China warns Britain interfering in Hong Kong will ‘backfire’
BEIJING: China warned Britain on Wednesday that interfering in Hong Kong will backfire, after the former colonial power vowed to give sanctuary to locals who may flee the city if a controversial security law is passed. The United States and Britain have enraged Beijing with their criticism of planned national security legislation that critics fear would destroy the semi-autonomous city´s limited freedoms. British Foreign Secretary Dominic Raab has further angered Beijing by suggesting that it had time to “reconsider” the plan, which could soon be enacted after the proposal was endorsed by China´s rubber-stamp parliament last week. Prime Minister Boris Johnson, meanwhile, said London would not “walk away” from Hong Kongers worried by Beijing´s control over the international business hub. Johnson wrote in a column for The Times newspaper and the South China Morning Post that he would offer millions of Hong Kongers visas and a possible route to UK citizenship if China persists with its national security law. Chinese foreign ministry spokesman Zhao Lijian said Beijing had lodged “serious representations” with London over Raab´s remarks, which “grossly interfered” in Hong Kong´s affairs. “We advise the UK to step back from the brink, abandon their Cold War mentality and colonial mindset, and recognise and respect the fact that Hong Kong has returned” to China, Zhao said at a regular briefing. Zhao said London must “immediately stop interfering in Hong Kong´s affairs and China´s internal affairs, or this will definitely backfire.

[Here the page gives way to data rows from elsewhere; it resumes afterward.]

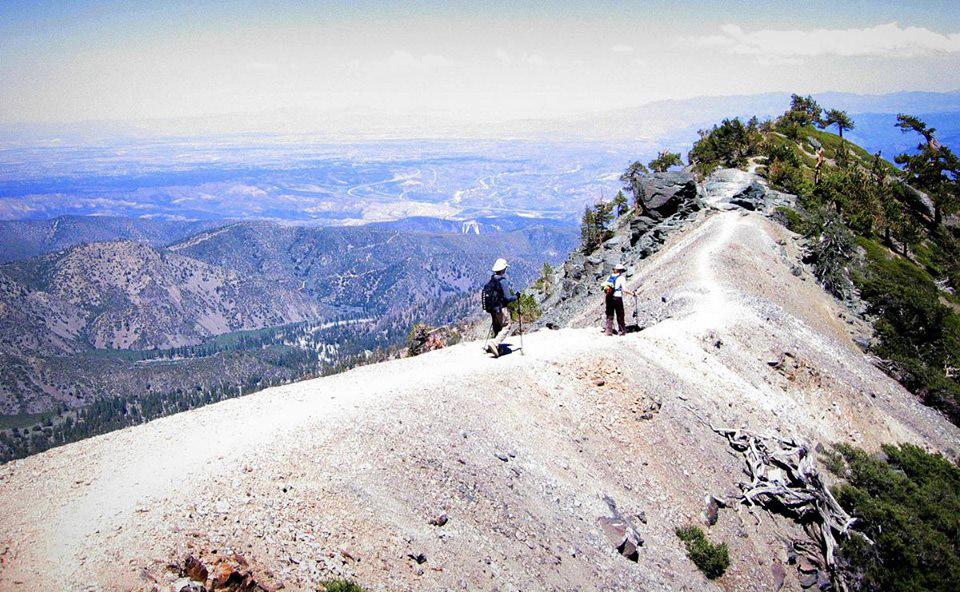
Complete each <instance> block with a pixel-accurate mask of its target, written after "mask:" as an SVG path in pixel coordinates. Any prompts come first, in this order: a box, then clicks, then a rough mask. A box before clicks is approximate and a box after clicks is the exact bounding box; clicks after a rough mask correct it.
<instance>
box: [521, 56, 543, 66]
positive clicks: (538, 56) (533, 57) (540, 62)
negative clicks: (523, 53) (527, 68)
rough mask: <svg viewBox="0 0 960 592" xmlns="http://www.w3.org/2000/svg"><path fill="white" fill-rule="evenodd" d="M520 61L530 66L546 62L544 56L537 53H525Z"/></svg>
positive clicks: (539, 65) (538, 64)
mask: <svg viewBox="0 0 960 592" xmlns="http://www.w3.org/2000/svg"><path fill="white" fill-rule="evenodd" d="M520 61H521V62H523V63H524V64H526V65H528V66H542V65H544V64H545V63H546V60H544V59H543V56H541V55H538V54H535V53H530V54H524V55H523V57H522V58H521V59H520Z"/></svg>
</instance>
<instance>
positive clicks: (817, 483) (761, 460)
mask: <svg viewBox="0 0 960 592" xmlns="http://www.w3.org/2000/svg"><path fill="white" fill-rule="evenodd" d="M710 428H711V429H712V430H713V431H714V432H716V433H717V434H720V435H721V436H723V437H724V438H726V439H727V441H728V442H729V443H730V446H731V447H733V449H734V450H736V451H738V452H740V453H741V455H742V456H743V458H744V460H745V462H746V465H747V467H746V468H747V475H748V476H749V477H750V482H748V483H746V482H745V483H740V490H741V495H740V500H739V501H740V502H742V503H744V504H746V505H748V506H759V507H761V508H763V509H765V510H767V511H770V512H774V513H779V514H785V515H787V516H789V517H791V518H793V519H794V520H795V521H797V522H799V523H801V524H803V525H804V528H805V529H806V531H807V533H808V534H809V535H810V536H811V537H812V538H814V539H815V541H816V542H817V544H818V547H819V550H820V554H821V555H822V558H823V564H824V565H825V566H826V568H827V570H828V571H829V573H830V574H831V577H832V579H833V580H834V585H835V586H836V587H837V588H838V589H839V590H845V589H846V586H845V585H844V584H843V582H842V581H840V578H838V577H837V570H836V567H837V566H836V559H835V557H834V554H835V551H836V549H837V546H838V544H839V543H838V538H839V537H846V536H849V535H850V532H851V530H850V529H851V527H852V526H853V524H854V523H855V522H856V518H854V517H852V516H850V514H848V513H847V511H846V510H844V509H843V507H841V506H840V504H839V503H838V502H837V500H836V498H834V497H833V494H832V493H830V490H829V489H828V488H827V486H826V485H825V484H824V482H823V479H822V478H821V476H820V472H819V471H818V470H817V468H816V466H815V464H814V458H813V455H812V454H811V450H810V448H809V447H808V446H807V445H805V444H803V443H801V442H798V441H797V440H795V439H792V438H783V437H780V436H777V435H770V436H760V435H758V434H755V433H753V432H750V431H748V430H741V429H731V428H717V427H714V426H713V425H711V426H710ZM861 536H862V535H861ZM868 540H869V539H868Z"/></svg>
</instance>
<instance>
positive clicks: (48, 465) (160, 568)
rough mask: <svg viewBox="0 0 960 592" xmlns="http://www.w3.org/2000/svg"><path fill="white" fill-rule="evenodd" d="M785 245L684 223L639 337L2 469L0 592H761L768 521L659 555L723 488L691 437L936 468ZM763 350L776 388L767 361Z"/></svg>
mask: <svg viewBox="0 0 960 592" xmlns="http://www.w3.org/2000/svg"><path fill="white" fill-rule="evenodd" d="M791 240H792V239H791V238H790V236H789V233H787V232H786V231H785V230H784V229H782V228H781V227H779V226H777V225H775V224H773V223H771V222H769V221H768V220H766V219H764V218H762V217H760V216H756V215H743V214H741V213H739V212H722V213H714V214H712V215H709V216H707V217H706V218H705V219H704V220H702V221H701V222H699V223H698V224H696V225H695V226H693V227H692V228H691V229H689V230H688V231H686V232H685V233H684V234H683V235H680V236H678V237H676V238H674V239H673V241H672V243H670V244H668V245H667V246H666V247H665V248H664V249H663V250H662V251H660V252H659V253H657V254H656V255H655V256H654V257H652V258H650V259H649V260H647V261H646V262H645V264H644V265H643V266H641V268H640V269H639V270H638V273H637V275H636V276H635V277H634V278H633V279H632V282H631V283H632V285H633V287H639V289H640V291H641V294H642V295H641V298H640V302H641V308H642V311H641V312H642V314H641V315H640V316H641V320H642V321H644V324H647V325H649V327H648V328H647V329H645V330H644V331H642V332H640V333H633V334H631V335H628V336H627V337H624V338H606V337H604V336H602V335H601V334H600V333H599V331H598V330H597V329H596V328H593V327H587V326H588V325H594V326H597V325H596V322H597V318H598V317H599V314H600V309H599V306H597V307H591V308H589V309H587V310H585V311H584V313H583V315H582V316H581V317H580V318H579V319H578V320H577V322H576V323H575V325H580V326H583V327H582V328H574V329H564V330H560V331H540V332H538V333H535V334H531V335H527V336H525V337H524V342H525V346H526V348H525V349H526V352H525V355H520V354H519V352H516V353H513V354H511V355H509V356H504V357H502V358H501V359H499V360H492V359H489V358H488V357H486V356H484V355H483V354H481V353H480V348H479V345H478V344H477V343H466V344H461V345H457V346H454V347H451V348H447V349H445V350H441V351H437V352H432V353H429V354H425V355H423V356H420V357H417V358H413V359H405V360H399V361H394V362H388V363H384V364H378V365H375V366H369V367H365V368H359V369H357V370H353V371H350V372H347V373H344V374H341V375H338V376H334V377H329V378H323V379H317V380H311V381H307V382H302V383H299V384H295V385H290V386H285V387H279V388H274V389H269V390H267V391H264V392H261V393H257V394H255V395H251V396H247V397H244V398H241V399H236V400H231V401H226V402H223V403H219V404H216V405H212V406H209V407H206V408H203V409H199V410H196V411H191V412H187V413H182V414H179V415H176V416H172V417H168V418H164V419H160V420H157V421H154V422H151V423H149V424H147V425H144V426H139V427H135V428H130V429H125V430H122V431H119V432H116V433H113V434H108V435H106V436H102V437H98V438H93V439H90V440H87V441H84V442H80V443H77V444H73V445H69V446H65V447H62V448H59V449H56V450H52V451H49V452H47V453H44V454H41V455H37V456H35V457H32V458H29V459H26V460H23V461H18V462H14V463H9V464H8V465H5V466H3V467H0V590H84V589H90V590H126V589H131V588H133V589H136V588H138V587H143V588H144V589H150V586H152V585H153V583H152V582H151V580H152V579H155V580H157V581H158V582H159V583H160V585H161V586H162V585H163V584H164V583H167V582H169V581H170V579H171V578H170V576H167V575H165V573H164V567H163V566H164V564H165V563H166V562H167V561H170V560H172V559H176V558H182V556H183V555H184V554H185V553H186V552H187V551H188V550H189V551H191V552H194V553H197V554H200V555H203V556H204V557H210V556H212V552H213V551H214V550H216V551H217V553H218V554H219V555H223V554H227V553H229V552H231V551H239V552H241V553H243V554H244V556H245V557H246V558H247V559H248V560H249V561H250V562H251V564H252V565H254V566H255V568H256V569H269V570H271V571H272V572H273V573H274V574H275V575H276V576H277V577H278V578H279V579H281V580H283V582H284V583H285V586H286V589H290V590H301V589H302V590H309V589H315V587H316V584H317V582H319V581H320V580H322V579H325V578H327V577H331V576H332V575H337V574H339V575H344V576H349V577H353V578H355V579H356V580H357V581H358V582H360V583H362V584H363V585H365V586H366V587H367V588H369V589H371V590H525V591H531V590H637V589H643V590H684V589H686V590H714V589H725V590H768V589H771V586H772V581H773V577H772V575H771V566H772V565H773V563H774V562H775V561H783V559H784V557H785V549H784V547H783V543H782V542H781V540H780V537H784V536H787V537H789V536H801V535H800V532H799V531H798V529H796V527H795V526H793V525H792V524H790V523H789V522H787V521H785V520H783V519H780V518H772V517H767V516H764V517H763V520H762V521H761V522H760V524H757V521H756V520H755V519H754V518H753V517H752V516H750V515H749V514H748V513H747V512H745V511H744V512H740V513H737V512H734V511H733V510H724V511H722V512H721V514H720V520H719V522H718V523H717V525H716V526H714V527H712V528H710V529H709V536H710V537H711V538H712V539H714V540H724V541H726V542H727V543H728V545H730V548H731V558H732V565H731V567H730V569H729V570H728V573H727V575H725V576H724V577H723V578H721V579H720V580H718V581H716V582H709V581H707V580H705V579H704V578H703V577H702V576H701V575H700V573H699V572H698V571H697V570H696V568H695V567H694V566H693V565H692V564H691V563H690V562H689V561H688V560H687V559H686V557H685V555H684V553H683V551H682V548H681V546H680V544H679V542H678V540H677V539H676V537H675V535H674V534H673V531H674V528H675V527H677V526H680V525H683V524H685V523H688V522H699V521H701V517H700V513H701V512H702V509H703V498H704V496H705V495H707V494H710V493H712V494H717V495H722V494H725V493H730V492H734V491H736V484H737V482H738V481H739V480H740V479H741V476H742V467H741V465H740V461H739V460H738V459H737V458H736V457H734V456H733V455H731V454H730V453H729V452H728V450H727V448H726V446H725V444H724V442H723V440H722V439H721V438H719V437H717V436H715V435H714V434H713V433H712V432H711V430H710V429H709V427H707V425H706V423H707V422H713V423H715V424H723V425H744V426H750V427H752V428H753V429H756V430H759V431H771V430H776V431H780V432H782V433H796V434H798V435H800V436H802V437H804V438H808V439H811V440H813V441H815V442H820V443H823V444H829V443H830V442H834V441H839V440H843V441H852V442H855V443H857V444H859V445H861V446H865V447H868V448H871V449H872V448H876V447H877V446H879V444H880V443H883V442H899V441H911V442H918V443H923V444H925V445H927V446H929V447H931V448H933V449H937V450H941V451H944V452H946V453H948V454H950V455H955V454H956V451H957V450H958V449H960V432H958V430H957V428H956V427H954V426H952V425H950V424H949V423H948V422H947V421H946V420H944V419H943V418H942V417H941V416H939V415H938V414H936V413H934V412H932V411H930V410H929V409H926V408H924V407H922V406H921V405H919V404H917V403H916V402H915V401H914V400H913V398H912V397H911V396H910V395H909V394H908V393H906V392H905V391H904V390H903V389H901V388H900V387H899V386H898V385H897V384H896V383H894V382H893V381H891V380H890V379H889V378H887V377H886V376H884V375H883V374H882V373H881V372H880V371H878V370H877V369H876V368H874V367H873V366H872V365H871V364H870V363H869V361H868V360H867V359H866V357H865V356H864V355H863V354H862V353H861V352H860V351H859V350H858V349H857V348H856V347H855V346H854V345H853V343H852V341H851V340H850V333H849V329H850V328H851V327H853V328H854V329H855V328H856V326H855V325H848V324H847V323H845V322H844V321H843V320H841V319H839V318H838V315H840V314H841V313H842V310H841V309H840V308H839V307H838V306H837V304H836V303H835V302H834V301H833V300H832V299H831V298H830V297H828V296H827V295H826V294H825V293H823V291H822V290H821V289H820V288H819V287H817V286H816V285H815V282H813V280H812V278H809V277H808V276H806V277H799V278H798V277H795V276H794V275H792V274H791V273H790V265H791V264H793V263H794V262H795V248H794V247H793V245H792V242H791ZM777 241H780V242H781V243H782V244H778V242H777ZM667 317H669V318H667ZM512 341H513V343H514V345H518V344H519V340H518V339H517V338H513V340H512ZM788 351H789V352H791V353H792V354H793V355H794V356H795V357H796V359H797V361H798V363H797V367H796V368H795V370H794V371H791V372H789V373H786V374H785V373H783V372H779V371H778V370H777V369H775V368H771V367H770V366H769V365H768V364H767V361H768V360H770V359H775V358H776V357H777V356H779V355H780V354H782V353H783V352H788ZM655 402H660V403H662V407H661V408H660V409H659V411H654V412H653V413H652V418H650V419H642V417H643V414H644V412H645V411H647V410H648V409H649V408H650V407H651V405H653V404H654V403H655ZM653 406H654V407H656V405H653ZM497 455H500V456H503V457H504V458H506V459H507V460H506V461H504V460H501V459H500V458H498V456H497ZM602 495H609V496H611V497H612V498H613V499H614V500H616V502H617V504H618V506H619V507H620V508H621V510H622V511H623V512H624V513H625V514H628V515H636V514H638V513H641V512H642V513H643V514H645V518H646V523H641V522H639V521H637V526H638V527H639V530H640V532H641V534H642V535H643V536H644V538H645V539H646V543H645V545H644V546H643V547H642V549H641V551H640V558H639V562H637V563H633V562H630V561H628V560H626V559H625V558H623V557H621V556H619V555H618V554H617V553H616V552H615V551H614V550H613V549H612V548H611V546H610V544H609V543H608V542H607V541H606V540H605V539H604V538H603V535H602V533H601V531H600V529H599V527H598V525H597V522H596V520H597V518H598V517H601V516H604V515H607V513H608V512H607V509H606V504H605V503H604V502H603V501H602V499H601V496H602ZM441 513H446V514H447V515H448V516H449V522H448V523H447V524H446V525H445V526H442V527H435V526H431V525H429V524H428V520H430V519H431V518H434V517H436V516H437V515H439V514H441ZM419 553H423V554H424V555H425V556H426V558H427V561H426V562H425V563H423V564H418V563H416V562H414V561H412V560H411V559H409V558H408V557H407V555H408V554H412V555H417V554H419ZM160 589H163V588H162V587H161V588H160ZM785 589H798V588H797V582H796V578H795V577H794V576H793V574H790V573H788V576H787V582H786V588H785Z"/></svg>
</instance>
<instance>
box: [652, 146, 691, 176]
mask: <svg viewBox="0 0 960 592" xmlns="http://www.w3.org/2000/svg"><path fill="white" fill-rule="evenodd" d="M674 166H683V160H682V159H681V158H680V154H679V153H677V152H669V151H667V150H662V151H661V152H660V153H659V154H657V157H656V158H654V159H653V160H651V161H650V168H651V169H652V170H653V171H656V172H658V173H665V172H667V171H668V170H670V167H674Z"/></svg>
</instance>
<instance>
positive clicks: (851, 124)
mask: <svg viewBox="0 0 960 592" xmlns="http://www.w3.org/2000/svg"><path fill="white" fill-rule="evenodd" d="M826 115H827V116H826V117H824V118H823V122H822V125H823V127H830V126H831V125H835V126H837V132H838V133H839V135H840V138H841V139H843V130H852V129H853V128H854V124H853V119H851V118H850V116H849V115H847V112H846V111H841V110H840V109H830V110H828V111H827V114H826Z"/></svg>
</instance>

Hong Kong has been rocked by months of huge and often violent pro-democracy protests over the past year. In response Beijing has announced plans to introduce a sweeping national security law covering secession, subversion of state power, terrorism and foreign interference. China says the law — which will bypass Hong Kong´s legislature — is needed to tackle “terrorism” and “separatism” in a restless city it now regards as a direct national security threat. But opponents, including many Western nations, fear it will bring mainland-style political oppression to a business hub that was supposedly guaranteed freedoms and autonomy for 50 years after its 1997 handover to China from Britain. In parliament on Tuesday, Raab said he had reached out to Australia, New Zealand, the United States and Canada about contingency plans if the law creates a deluge of Hong Kongers looking to leave. “I raised it on the Five Eyes call yesterday — the possibility of burden sharing if we see a mass exodus from Hong Kong,” Raab told lawmakers, referencing the intelligence-sharing alliance between the five powers.